Temmuz 23, 2009

occet vs. nilka

eskiden benim odam ıncık cıncık şeylerle doluydu. şimdiyse toplam ıncık sayısı 3.
üzerinde "sometimes ı pee when i laugh" yazan kafalı bir kalem, 2 cm uzunluğunda bi roysroys, ve kafası kopmuş bir koyun olan kağıt tutacağı. duvarda asılı dreamcatcher, camdan fil, içinde fotğraflım olan çerçeve, sicime dizili cevizden kuşlar, keman, takvim.. bunlar da hediye kontenjanından ortalıktalar ve bir çoğu 2 yılı aşkın süredir ortalıkta.

şimdi ben bazen çevreme bakıp ıncık şey kapasitemin azalmasını görüp, bunun ince düşünme, kavramları birbirine bağlama, kıvrak zeka ve yaratıcılıkta da azalmaya yoruyordum...

sonra nil karaibrahimgilin sitesini gezdim. tasarım anlamında cidden, süpersonik buluyorum siteyi. üşenmedim tüm notlarını okudum, fotoğraflarına baktım. ben bayaca düz bir insanım nilka karşısında. ama o da çok girift değil. hatta sanırım buna çalışırken bunu yapamıyor. onu farklı kılan, her nasılsa tc vatandaşı olarak, şarkıcı olarak da buna çok yakın bir hayat sürmesi ve bunu da çekinmeden sunması. hani herhangi birinizin sıra arkadaşı olabilir nilka, hatta iddia ediyorum ondan daha ilginç insanlar tanıyorsunuzdur. tek kusurları içine sokulası bir şirinlikten nasibini almamış ve şarkıcılıkla alakasız olmaları.

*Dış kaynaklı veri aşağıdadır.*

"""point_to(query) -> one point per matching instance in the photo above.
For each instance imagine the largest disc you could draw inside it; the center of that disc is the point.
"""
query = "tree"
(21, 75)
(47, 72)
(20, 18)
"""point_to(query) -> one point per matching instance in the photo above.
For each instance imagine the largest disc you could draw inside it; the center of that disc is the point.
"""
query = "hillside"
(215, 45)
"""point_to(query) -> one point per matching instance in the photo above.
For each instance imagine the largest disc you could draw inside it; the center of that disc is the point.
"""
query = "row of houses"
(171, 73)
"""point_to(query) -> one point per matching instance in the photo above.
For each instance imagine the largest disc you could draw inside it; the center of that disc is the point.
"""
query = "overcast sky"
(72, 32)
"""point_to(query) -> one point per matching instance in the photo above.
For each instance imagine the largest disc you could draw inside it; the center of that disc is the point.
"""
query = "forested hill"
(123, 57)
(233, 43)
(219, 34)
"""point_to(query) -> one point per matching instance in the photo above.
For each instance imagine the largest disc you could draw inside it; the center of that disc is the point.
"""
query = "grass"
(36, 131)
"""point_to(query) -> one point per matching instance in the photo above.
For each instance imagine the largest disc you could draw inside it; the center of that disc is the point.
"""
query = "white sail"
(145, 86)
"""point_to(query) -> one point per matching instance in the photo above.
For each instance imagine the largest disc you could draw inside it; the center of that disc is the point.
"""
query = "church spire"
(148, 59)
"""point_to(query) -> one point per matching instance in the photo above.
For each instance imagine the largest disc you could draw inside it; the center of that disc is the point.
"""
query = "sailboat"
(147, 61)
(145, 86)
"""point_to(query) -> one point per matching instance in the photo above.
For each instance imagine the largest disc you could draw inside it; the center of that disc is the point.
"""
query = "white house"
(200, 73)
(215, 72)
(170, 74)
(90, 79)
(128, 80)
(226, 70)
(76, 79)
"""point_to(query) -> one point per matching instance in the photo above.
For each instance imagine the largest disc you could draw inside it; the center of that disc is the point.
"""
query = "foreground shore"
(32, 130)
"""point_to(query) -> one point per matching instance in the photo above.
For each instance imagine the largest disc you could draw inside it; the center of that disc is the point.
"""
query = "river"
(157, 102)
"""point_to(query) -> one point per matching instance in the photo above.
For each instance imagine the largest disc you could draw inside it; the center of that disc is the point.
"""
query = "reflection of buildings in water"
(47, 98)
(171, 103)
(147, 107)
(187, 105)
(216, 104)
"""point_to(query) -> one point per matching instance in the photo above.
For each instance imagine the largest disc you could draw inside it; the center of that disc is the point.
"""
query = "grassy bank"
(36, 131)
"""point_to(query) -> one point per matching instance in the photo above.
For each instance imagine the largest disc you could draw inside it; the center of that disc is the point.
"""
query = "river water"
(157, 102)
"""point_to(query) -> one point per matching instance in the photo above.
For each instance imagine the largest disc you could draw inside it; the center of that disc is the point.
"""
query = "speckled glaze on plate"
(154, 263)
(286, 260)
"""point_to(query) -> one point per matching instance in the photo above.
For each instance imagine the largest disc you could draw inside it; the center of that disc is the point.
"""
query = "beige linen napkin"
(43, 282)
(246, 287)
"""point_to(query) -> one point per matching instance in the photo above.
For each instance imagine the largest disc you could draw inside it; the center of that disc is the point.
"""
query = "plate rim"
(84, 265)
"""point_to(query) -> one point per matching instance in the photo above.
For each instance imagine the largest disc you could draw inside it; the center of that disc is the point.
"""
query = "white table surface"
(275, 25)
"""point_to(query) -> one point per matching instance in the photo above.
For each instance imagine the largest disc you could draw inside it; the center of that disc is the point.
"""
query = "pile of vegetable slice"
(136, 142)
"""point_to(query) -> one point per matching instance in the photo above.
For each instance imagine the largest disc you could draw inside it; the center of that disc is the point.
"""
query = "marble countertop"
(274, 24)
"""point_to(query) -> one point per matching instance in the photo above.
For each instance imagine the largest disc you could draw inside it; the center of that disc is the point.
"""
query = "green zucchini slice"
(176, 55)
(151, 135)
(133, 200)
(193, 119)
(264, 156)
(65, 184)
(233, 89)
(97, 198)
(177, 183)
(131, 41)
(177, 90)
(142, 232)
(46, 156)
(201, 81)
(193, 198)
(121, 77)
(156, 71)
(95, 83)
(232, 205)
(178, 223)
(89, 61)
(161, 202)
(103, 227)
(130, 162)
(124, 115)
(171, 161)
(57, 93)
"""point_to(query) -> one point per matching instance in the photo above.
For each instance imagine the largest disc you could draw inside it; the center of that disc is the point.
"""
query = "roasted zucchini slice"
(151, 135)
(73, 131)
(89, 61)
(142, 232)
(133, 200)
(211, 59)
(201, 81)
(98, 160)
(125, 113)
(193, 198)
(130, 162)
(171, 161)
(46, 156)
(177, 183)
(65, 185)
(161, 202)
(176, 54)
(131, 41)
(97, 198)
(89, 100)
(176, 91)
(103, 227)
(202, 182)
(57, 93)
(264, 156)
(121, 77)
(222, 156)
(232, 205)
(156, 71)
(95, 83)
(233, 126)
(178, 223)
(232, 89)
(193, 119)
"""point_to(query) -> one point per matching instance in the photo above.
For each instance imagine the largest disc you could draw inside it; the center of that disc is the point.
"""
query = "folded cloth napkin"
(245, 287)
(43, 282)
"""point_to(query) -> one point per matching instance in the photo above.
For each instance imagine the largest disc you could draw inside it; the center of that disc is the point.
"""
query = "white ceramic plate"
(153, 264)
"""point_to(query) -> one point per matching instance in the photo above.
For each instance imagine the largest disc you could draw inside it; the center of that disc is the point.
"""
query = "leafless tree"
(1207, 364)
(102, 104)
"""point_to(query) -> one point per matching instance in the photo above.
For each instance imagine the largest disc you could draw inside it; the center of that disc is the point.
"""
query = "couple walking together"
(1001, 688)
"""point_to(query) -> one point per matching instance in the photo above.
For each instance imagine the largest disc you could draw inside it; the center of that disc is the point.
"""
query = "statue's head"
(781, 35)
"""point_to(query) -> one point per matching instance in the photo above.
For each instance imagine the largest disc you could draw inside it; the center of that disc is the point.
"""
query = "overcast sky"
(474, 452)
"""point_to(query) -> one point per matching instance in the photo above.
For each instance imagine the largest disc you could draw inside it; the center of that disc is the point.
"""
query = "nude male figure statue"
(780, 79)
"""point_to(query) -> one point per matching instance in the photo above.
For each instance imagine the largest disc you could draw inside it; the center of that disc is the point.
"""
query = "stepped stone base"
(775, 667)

sonracığıma, vakti zamanında kankamın hayran olması nedeniyle ismine aşina olduğum orhan cem çetin'in (kısaca occet) "bedava gergedan" kitabını okumaya başladım. kapağı çok hoşuma gittiğinden fotoğrafını çekip cep telefonuma koydum. ve bunca zamandır onca kez kapağa bakmış olmama rağmen ne demek istediğini cep telefonumun arka planında görünce anladım. ki occet facebooktan da arkadaşım olur. çünkü yine kankam gidemediği için sırf onu sinir etmek adına katıldığım occet konferansında, konuşmalarını dinlerken mest olmuştum. hatta spica da yanımdaydı. onaylayacaktır süper akışkan konuşması, kibirden uzak bilgili hali ve kocaman kafasıyla beni büyülemişti. süpersonik bi insandır kendisi, hatta ben büyüyünce occet olmak bile istedim.

bedava gergedan, yazıya ve fotoğrafa ucundan da olsa dokunmuş herkesin okumasını şiddetle tavsiye edeceğim bir kitap. özellikle benim gibi hikayesi olmayan fotoğrafla işi olamayanlarca kesinlikle^3 okunması gereken bir kitap. occet, fotoğrafı alıp ulaşılmaz bir meta haline getirmiyor. onu düşüncemizin görünür hali olarak sunuyor. fotoğraflarının notları var. kendi tarafından yazılmış. minicik hikayeleri var. burada hikaye derken aşk ayrılık vs. demiyoruz. hepimizin (lütfen hepimizin olsun) yolda yürürken kendi kendine düşündüğü, genelde sağdan soldan gelen uyaranların şekillendirdiği, bir saniye sonra hatırlanmayan düşünce yumaklarının fotoğrafları bunlar.

şimdi occetle nilka'yı neden karşı karşıya getirdin dersen; biri asıl biri suret gibi. şu sıra güzel metafor kuramıyorum o yüzden de pek yazamıyorum. ama occetteki yaratıcılık ve detaylardaki zeka korkunçken, ve üstelik kafamıza vurulmadan yapılıyorken, nilka aslında sen gibi ben gibi bir kızceğiz. onun da evrimle sorunları var. yine de kendisini yermek için yazmadım bunları. sadece iki olay kahramanımı peşpeşe izlediğim için aklımda bir karşılaştırma yaptım.

occetin bedava gergedan kitabının kapağı.



ve evet, ben çok bilmiş, ukala, akıcı konuşan herkesi seviyorum. simber atay'a da bu yüzden vurulmuştum :) ve işte bu yüzden evrimin sıçtığı yerdeyim.

1 yorum:

bg dedi ki...

beyaz amca. çok sevmiştik, çok tatlıydı çünkü. akıllı da. daha ne isteriz. kitap kapağı da iyiymiş. içi de iyidir heralde. neden olmasın.